The criteria that banks use to approve loans have considerably tightened, notably in Germany, France and Spain. Lending criteria have become tougher not just for households, but for companies – of all sizes – as well. The tightening concerns both short- and long-term loans. The rejection rate for all loan applications has increased significantly.

Perhaps more surprisingly, bankers seem to have lost their appetite for the instrument most favorable to them: TLTROs. In June, 78 percent of the surveyed banks had taken advantage of TLTRO III, but in September the figure had dropped to only 35 percent. Of those banks, just 17 percent intend to participate in future TLTROs.

Banks’ changing attitude could be due to growing anxiety about the economic outlook. As hopes for a short-lived pandemic and a quick recovery faded, financial institutions began looking to the medium term and adapted their risk models accordingly – a completely rational decision. By tightening lending terms, banks are looking after their own survival. The question is whether their more prudent stance is throwing a wrench in monetary authorities’ plans.

Hit from all sides

More than anything, banks have less tolerance for risk because borrowers’ creditworthiness has deteriorated. They worry that large-scale insolvencies or bankruptcies among over-indebted clients could lead to heavy losses.

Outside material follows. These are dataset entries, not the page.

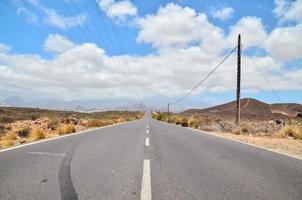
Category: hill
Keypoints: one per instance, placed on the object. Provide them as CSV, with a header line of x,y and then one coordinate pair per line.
x,y
251,109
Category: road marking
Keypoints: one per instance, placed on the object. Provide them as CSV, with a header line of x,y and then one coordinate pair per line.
x,y
146,182
147,141
46,153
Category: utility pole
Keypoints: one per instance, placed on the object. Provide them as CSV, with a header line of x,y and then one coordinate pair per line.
x,y
238,80
141,106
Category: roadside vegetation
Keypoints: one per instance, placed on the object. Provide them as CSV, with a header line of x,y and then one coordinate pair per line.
x,y
23,125
291,129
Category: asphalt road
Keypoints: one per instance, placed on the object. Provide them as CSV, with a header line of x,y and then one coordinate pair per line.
x,y
147,159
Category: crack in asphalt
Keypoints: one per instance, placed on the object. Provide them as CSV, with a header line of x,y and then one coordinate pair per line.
x,y
67,189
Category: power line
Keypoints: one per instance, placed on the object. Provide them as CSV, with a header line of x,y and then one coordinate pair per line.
x,y
204,79
94,40
266,80
120,48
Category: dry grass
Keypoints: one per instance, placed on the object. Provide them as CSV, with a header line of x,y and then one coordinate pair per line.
x,y
37,134
64,129
8,140
94,123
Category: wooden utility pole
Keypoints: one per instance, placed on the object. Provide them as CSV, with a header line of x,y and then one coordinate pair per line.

Meanwhile, their own capital positions have worsened. Since the global financial crisis, they have worked hard to clean up their balance sheets and get rid of toxic assets. Over the years, they have become more resilient to financial shocks, as EU-wide stress tests have confirmed. But now they are being encouraged to pile up new mountains of nonperforming loans, which might adversely affect not only the quality of their assets but the performance of their stocks.

At some point, European banks must rebuild their capital buffers. This will be no small task, even in the best-case scenario.

European bank stocks have already taken on major losses in recent months. Back in March, their bond prices came under pressure too, which could indicate that investors have started to worry about the health of eurozone banks. Notably, some major French banks that hold large amounts of Italian sovereign debt were hit hard by market turmoil.

At some point, European banks must rebuild their capital buffers. This will be no small task, even in the best-case scenario, with Europe avoiding severe, long-lasting economic scars. Banks that were already undercapitalized going into the pandemic, and/or operate in eurozone countries with little fiscal room for maneuver, will find building back their buffers even more difficult. After the last crisis, it took more than a decade to regain the sector’s resiliency.

Stress factor

The ECB’s October analysis anticipates a further tightening of bank lending standards, and, consequently, a decrease of lending volumes by year-end. If the January 2021 survey confirms this trend, it would be bad news for the ECB’s policymakers, who seem to see no other option but to provide liquidity to the distressed economy.

On December 10, the ECB announced further stimulus measures. Among others, it increased the PEPP’s envelope by 500 billion euros, bringing it to the above-mentioned total of 1.85 trillion euros. The horizon for net purchases under PEPP has been extended to at least March 2022.

Monetary authorities expect banks to play a countercyclical lending role. But in doing so, are they putting the banking system under too much stress? This question is worth asking at a time when euro area banks, in a desperate search for profitability, stand at a fork in the road. Will they take the cautious route, or the riskier one? Either scenario could endanger Europe’s financial stability.